Your physical, emotional, and mental health all impact how well you sleep. Other health conditions such as pain, menopause, enlarged prostate, and respiratory ailments including asthma also affect sleep patterns. People with uncontrolled heart failure, diabetes, and other chronic illnesses also experience a lack of restful sleep.

The Toll of Sleep Deficiency

Sleep deficiency isn’t just about feeling groggy; it can have far-reaching effects on our physical and mental well-being. From mood disorders to increased risk of chronic illnesses like heart disease and diabetes, the repercussions of inadequate sleep are profound.

Sleep deficiency means you don’t sleep enough, you don’t sleep well, you sleep at the wrong time of day (narcolepsy) or you have a sleep disorder that causes poor-quality sleep. Reports show that about one-third of Americans are not getting sufficient sleep every day. The National Institutes of Health states, “an estimated 50 to 70 million Americans have chronic, or ongoing, sleep disorders.”

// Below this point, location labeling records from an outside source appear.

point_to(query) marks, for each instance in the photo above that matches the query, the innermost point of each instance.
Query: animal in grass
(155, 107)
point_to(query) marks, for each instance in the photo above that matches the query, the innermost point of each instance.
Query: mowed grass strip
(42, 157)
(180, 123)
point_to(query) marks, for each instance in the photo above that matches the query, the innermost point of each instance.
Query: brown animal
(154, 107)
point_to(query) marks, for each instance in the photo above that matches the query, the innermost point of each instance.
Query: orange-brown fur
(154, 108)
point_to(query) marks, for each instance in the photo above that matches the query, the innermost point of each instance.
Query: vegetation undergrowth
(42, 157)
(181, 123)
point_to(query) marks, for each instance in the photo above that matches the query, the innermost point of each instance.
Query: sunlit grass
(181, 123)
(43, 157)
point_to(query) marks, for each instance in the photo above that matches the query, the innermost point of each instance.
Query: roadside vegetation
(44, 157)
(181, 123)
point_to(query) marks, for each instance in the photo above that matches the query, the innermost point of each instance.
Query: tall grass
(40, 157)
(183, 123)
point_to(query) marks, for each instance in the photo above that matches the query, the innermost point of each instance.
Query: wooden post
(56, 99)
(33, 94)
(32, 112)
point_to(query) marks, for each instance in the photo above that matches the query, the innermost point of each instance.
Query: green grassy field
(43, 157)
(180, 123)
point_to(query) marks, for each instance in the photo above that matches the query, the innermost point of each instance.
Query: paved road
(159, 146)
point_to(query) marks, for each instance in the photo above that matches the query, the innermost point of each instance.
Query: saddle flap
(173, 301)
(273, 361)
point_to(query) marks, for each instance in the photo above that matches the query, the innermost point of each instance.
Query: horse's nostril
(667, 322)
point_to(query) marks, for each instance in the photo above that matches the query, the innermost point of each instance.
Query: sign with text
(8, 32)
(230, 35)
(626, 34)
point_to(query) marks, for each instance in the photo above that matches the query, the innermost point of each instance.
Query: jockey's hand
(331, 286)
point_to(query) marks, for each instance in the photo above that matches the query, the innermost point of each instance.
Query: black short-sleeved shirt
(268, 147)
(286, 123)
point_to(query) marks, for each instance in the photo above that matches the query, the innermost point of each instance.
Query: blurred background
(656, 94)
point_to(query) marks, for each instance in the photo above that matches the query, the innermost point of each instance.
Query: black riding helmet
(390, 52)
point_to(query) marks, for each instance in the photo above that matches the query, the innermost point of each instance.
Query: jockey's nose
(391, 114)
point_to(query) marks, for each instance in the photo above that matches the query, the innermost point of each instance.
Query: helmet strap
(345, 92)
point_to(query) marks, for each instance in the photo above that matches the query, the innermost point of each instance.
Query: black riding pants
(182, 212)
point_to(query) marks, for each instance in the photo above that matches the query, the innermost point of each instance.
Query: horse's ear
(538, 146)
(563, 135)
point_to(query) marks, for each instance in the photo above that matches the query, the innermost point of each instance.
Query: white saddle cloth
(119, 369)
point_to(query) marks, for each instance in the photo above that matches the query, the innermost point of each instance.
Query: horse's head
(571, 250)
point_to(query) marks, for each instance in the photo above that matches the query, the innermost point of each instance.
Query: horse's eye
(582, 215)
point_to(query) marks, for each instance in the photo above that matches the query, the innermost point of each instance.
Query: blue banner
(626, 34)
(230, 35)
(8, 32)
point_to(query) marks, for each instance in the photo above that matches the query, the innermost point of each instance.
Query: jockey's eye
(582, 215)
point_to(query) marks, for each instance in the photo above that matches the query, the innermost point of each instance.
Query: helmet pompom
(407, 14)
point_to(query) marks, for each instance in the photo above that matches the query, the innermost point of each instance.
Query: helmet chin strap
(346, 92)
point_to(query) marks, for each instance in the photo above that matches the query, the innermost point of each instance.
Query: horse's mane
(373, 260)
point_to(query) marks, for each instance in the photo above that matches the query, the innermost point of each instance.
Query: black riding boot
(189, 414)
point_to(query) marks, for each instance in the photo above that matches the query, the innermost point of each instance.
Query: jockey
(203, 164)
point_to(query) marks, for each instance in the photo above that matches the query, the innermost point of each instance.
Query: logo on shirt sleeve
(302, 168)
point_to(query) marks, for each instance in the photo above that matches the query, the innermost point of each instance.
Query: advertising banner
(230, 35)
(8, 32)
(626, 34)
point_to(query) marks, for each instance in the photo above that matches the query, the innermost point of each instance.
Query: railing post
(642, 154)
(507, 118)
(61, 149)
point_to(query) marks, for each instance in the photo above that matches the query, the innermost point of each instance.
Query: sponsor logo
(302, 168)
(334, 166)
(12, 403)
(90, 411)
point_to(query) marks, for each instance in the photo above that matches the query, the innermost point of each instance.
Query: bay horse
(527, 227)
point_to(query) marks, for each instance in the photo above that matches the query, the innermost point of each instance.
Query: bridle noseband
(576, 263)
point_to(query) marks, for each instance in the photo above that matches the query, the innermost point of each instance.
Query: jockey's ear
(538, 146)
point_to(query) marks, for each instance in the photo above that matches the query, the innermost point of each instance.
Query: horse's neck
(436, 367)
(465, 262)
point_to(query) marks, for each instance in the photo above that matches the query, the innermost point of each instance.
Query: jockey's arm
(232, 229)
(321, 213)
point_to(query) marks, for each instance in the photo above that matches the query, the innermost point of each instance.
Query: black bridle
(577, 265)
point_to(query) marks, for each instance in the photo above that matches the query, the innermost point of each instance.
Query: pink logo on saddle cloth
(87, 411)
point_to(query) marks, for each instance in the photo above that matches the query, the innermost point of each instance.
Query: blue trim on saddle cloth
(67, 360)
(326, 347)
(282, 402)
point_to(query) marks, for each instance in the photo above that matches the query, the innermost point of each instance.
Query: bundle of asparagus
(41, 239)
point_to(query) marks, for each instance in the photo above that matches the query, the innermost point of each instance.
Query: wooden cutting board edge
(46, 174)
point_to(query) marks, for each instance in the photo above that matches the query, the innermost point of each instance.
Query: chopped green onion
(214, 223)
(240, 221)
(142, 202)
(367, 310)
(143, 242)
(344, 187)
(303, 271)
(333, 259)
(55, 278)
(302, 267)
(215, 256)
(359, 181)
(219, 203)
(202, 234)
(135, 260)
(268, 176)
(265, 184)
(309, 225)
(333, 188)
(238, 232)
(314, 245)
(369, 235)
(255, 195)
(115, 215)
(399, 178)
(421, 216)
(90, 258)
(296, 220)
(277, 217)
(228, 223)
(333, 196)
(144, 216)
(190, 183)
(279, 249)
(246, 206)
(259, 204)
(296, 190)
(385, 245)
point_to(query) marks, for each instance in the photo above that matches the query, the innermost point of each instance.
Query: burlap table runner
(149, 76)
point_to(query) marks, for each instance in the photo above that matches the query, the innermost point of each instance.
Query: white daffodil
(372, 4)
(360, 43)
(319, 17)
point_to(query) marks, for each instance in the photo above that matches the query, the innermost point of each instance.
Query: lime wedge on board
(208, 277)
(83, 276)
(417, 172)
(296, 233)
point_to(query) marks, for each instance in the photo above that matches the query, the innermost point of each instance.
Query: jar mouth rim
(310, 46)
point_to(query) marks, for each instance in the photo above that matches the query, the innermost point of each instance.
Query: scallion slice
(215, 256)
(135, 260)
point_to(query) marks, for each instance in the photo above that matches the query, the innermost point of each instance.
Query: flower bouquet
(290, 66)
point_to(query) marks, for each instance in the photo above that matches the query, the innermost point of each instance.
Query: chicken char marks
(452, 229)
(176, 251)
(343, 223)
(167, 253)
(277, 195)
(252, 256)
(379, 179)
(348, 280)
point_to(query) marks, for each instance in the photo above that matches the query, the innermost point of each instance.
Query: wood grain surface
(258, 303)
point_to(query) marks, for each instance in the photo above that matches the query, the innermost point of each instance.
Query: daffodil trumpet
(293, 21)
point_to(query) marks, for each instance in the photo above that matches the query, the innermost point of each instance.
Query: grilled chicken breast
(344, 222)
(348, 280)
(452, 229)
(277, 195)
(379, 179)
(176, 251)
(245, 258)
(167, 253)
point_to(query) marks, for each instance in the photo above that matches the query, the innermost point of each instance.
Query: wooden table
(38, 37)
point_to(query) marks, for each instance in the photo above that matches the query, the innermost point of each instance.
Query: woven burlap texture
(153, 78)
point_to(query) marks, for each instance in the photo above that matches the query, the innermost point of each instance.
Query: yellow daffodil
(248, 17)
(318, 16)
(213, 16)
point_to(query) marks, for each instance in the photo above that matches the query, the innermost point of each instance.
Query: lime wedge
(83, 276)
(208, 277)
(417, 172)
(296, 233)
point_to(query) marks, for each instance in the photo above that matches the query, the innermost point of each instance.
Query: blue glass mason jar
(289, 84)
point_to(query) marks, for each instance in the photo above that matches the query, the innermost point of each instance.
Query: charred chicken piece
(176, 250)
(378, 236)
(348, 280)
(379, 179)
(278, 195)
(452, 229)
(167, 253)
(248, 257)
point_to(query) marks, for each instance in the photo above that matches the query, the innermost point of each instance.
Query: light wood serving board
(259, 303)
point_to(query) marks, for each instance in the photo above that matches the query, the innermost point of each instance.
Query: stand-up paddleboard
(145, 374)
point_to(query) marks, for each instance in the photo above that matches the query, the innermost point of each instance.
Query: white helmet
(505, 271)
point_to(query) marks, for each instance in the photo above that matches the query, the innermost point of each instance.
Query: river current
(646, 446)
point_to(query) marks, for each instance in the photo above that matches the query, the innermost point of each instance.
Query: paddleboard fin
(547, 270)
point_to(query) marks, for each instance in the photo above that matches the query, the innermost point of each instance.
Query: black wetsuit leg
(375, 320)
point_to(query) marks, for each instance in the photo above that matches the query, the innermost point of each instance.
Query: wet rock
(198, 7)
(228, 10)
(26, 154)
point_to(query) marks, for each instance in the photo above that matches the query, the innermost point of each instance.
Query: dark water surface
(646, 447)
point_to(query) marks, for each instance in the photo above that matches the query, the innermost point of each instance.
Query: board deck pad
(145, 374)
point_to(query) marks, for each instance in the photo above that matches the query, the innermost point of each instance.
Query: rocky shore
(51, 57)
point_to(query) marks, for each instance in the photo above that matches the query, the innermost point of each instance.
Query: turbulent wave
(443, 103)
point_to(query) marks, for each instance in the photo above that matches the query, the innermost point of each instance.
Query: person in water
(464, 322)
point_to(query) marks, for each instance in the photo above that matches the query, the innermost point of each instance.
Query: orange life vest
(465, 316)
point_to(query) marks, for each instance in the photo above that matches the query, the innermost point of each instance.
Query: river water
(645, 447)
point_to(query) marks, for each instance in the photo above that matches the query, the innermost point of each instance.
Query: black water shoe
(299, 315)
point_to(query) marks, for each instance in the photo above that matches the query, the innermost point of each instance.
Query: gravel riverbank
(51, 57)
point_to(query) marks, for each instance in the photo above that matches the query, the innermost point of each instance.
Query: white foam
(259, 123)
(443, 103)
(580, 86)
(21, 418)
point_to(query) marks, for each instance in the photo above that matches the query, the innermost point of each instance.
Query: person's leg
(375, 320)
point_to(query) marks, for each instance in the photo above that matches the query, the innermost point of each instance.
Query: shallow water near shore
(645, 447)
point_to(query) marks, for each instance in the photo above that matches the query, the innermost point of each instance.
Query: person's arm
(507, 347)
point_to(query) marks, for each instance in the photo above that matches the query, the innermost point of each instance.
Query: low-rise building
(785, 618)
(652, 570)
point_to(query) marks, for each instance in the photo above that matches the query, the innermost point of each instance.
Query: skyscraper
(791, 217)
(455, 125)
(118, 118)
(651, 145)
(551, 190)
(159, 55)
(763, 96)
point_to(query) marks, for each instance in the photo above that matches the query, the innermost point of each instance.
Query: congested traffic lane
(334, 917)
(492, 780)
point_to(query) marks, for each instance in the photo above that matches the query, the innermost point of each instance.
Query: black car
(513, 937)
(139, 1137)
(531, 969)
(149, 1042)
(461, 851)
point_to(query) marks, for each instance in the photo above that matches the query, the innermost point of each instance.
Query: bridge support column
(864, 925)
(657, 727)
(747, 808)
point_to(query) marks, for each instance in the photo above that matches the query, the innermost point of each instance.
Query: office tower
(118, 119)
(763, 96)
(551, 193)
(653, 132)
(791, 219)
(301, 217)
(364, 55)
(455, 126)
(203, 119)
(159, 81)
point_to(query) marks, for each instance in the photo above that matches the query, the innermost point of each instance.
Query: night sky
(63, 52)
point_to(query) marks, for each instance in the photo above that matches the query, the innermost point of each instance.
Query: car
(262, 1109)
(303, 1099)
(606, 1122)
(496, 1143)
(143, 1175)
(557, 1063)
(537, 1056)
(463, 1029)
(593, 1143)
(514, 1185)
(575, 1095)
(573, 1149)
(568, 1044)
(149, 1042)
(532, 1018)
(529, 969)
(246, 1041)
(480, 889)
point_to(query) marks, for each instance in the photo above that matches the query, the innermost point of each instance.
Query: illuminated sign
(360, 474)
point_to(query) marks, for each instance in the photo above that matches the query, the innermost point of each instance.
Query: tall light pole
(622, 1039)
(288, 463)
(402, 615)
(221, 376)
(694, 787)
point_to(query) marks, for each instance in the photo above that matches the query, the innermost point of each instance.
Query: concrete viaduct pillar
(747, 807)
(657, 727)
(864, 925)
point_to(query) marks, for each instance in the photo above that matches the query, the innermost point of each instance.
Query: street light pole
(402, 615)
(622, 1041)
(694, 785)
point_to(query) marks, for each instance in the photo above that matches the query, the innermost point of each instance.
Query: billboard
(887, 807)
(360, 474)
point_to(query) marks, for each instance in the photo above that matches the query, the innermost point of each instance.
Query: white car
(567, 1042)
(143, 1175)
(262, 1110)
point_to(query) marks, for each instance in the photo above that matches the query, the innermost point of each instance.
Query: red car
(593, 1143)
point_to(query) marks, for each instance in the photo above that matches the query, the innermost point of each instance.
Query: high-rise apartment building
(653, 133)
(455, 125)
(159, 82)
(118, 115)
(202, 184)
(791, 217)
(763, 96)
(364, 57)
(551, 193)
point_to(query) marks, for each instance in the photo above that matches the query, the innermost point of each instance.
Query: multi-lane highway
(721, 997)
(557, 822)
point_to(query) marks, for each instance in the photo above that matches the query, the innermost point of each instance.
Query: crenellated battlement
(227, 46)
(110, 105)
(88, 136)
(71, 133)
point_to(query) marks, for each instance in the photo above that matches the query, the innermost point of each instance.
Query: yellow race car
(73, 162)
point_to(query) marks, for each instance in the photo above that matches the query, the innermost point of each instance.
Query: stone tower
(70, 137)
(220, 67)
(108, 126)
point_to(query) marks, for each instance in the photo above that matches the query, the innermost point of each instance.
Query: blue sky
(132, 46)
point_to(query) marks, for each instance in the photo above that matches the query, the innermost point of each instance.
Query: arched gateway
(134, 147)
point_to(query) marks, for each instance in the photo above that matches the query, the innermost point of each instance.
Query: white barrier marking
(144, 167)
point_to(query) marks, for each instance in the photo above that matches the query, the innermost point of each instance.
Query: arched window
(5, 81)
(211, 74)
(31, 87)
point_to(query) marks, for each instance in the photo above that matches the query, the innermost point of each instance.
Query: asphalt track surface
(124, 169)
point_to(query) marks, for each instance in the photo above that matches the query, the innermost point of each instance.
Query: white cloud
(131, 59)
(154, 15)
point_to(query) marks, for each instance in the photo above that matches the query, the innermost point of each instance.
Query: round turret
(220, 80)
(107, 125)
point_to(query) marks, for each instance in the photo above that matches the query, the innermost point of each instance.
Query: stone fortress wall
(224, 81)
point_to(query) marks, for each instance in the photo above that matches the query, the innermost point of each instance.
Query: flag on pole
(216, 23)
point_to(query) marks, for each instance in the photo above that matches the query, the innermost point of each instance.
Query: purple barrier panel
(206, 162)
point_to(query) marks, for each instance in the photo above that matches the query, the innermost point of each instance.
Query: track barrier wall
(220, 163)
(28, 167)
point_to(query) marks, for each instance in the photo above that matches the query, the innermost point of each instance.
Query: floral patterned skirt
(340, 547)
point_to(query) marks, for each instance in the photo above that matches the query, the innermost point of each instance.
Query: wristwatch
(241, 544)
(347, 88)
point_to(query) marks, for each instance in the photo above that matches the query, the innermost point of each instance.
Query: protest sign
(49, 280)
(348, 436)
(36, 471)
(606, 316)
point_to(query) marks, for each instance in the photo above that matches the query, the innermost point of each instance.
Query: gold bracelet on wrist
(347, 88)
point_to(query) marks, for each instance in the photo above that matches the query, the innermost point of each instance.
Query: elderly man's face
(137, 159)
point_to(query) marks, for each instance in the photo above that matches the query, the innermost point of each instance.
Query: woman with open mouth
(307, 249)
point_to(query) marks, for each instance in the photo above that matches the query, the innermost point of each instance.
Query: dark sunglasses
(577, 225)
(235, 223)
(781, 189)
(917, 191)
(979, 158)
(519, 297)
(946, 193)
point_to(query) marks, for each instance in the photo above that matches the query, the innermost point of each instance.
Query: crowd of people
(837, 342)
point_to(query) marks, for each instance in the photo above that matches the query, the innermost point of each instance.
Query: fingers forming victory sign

Not getting sufficient sleep is also linked to more long-lasting health problems, including depression, high blood pressure, diabetes, kidney disease, heart disease, and stroke. It is a myth that people can cope well with little sleep for great lengths of time and experience no negative effects.

Improving Your Sleep Habits

Fortunately, there are steps we can take to improve our sleep hygiene and reclaim restful nights. Establishing a consistent bedtime routine, limiting screen time before bed, and avoiding heavy meals and alcohol close to bedtime are just a few strategies to promote better sleep.

Our sleep is affected because our lives are too busy and too stressful. Screen time and social media habits tend to bleed into our evenings. We cause our circadian rhythms, part of our body’s internal clock, to get off balance when we stay up late some nights and sleep in other mornings. Many people actually train themselves to be bad sleepers and oftentimes sleep can be corrected by regimenting your lifestyle.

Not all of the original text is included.